Normally I prefer for the server admin to manually trigger a hang dump (see http://blogs.msdn.com/b/chaun/archive/2013/11/15/several-good-ways-to-trigger-a-hang-dump-of-an-unresponsive-process.aspx) when the process is clearly unresponsive and end-users are complaining. That way we have human intelligence working to ensure that the hang dump is made while the process is obviously unresponsive. Timing is important. There’s no point in making a hang dump of a process that isn’t hung up.
But there are times when it’s just not feasible for the server admin to manually trigger a hang dump at a good time. For example, there may be times when the process becomes unresponsive in the middle of the night and there is no one around to report the problem to the help desk. Or maybe help desk just creates a ticket and the admin finds the ticket on the hang issue in the morning. Perhaps the process is still hanging around and still hung (unlikely but possible) or orphaned and the admin makes a memory dump of the process—but there’s just no activity in the dump. Sometimes it is good to trigger the hang dump soon after the hang occurs rather than hours after the fact.

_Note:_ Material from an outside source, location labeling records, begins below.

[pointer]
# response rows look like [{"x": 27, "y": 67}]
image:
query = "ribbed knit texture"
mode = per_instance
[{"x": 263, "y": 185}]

One of cool things about Debug Diag 2.0 (http://debugdiag.com) is that there are no less than three ways to automate the triggering of a “hang dump” of a process. I don’t know of any other tool that can do anything quite like it.
I’m not trying to give an in-depth guide to the process here. Just an introduction.
The Perfmon Counter Option
You start with the performance rule. . .
You immediately have a choice between Perfmon counters or http response times.
If you’ve been troubleshooting a performance problem with performance monitor and know which Perfmon objects and counters to focus on already, that might be a really good way to go. If not, you’ll probably want to go with http response times.
I’m going to give a quick glimpse of the Perfmon counter option first.
Sorry to be Captain Obvious here, but you select the Add Perf Triggers button.
Of course you’re going to want to focus on the local computer. Don’t bother trying to monitor a different server because debugdiag is only going to trip a dump on the local server.
You’ve got many choices here.
You could focus on high cpu. (When CPU reaches a high level, trip a memory dump.)
You could focus on memory (when virtual bytes or private bytes reaches a high level, trip a dump).
You could do something like focus on 500 (internal server error) responses being sent, as seen below.
Or you could focus on ASP.net requests queuing, for example. When the queuing begins, trip a dump. Not a bad idea. But I’d only do it if you know for a fact that asp.net requests have been queuing when the hang (or slow performance) issue occurs. This assumes prior knowledge of the symptoms.
One last observation about this Perfmon Rule is that it can be used for any process. You don’t have to use it for an IIS process.
There are many options for brushing up on Perfmon to know what is normal and what is abnormal. Here are some references to consider.
Monitoring and maintaining SharePoint Server 2013
Monitor Activity on a Web Server (IIS 7)
ASP.NET Performance Monitoring, and When to Alert Administrators
Monitoring ASP.NET Performance
A second way to go…
… is to stick with http response times instead of Perfmon counters.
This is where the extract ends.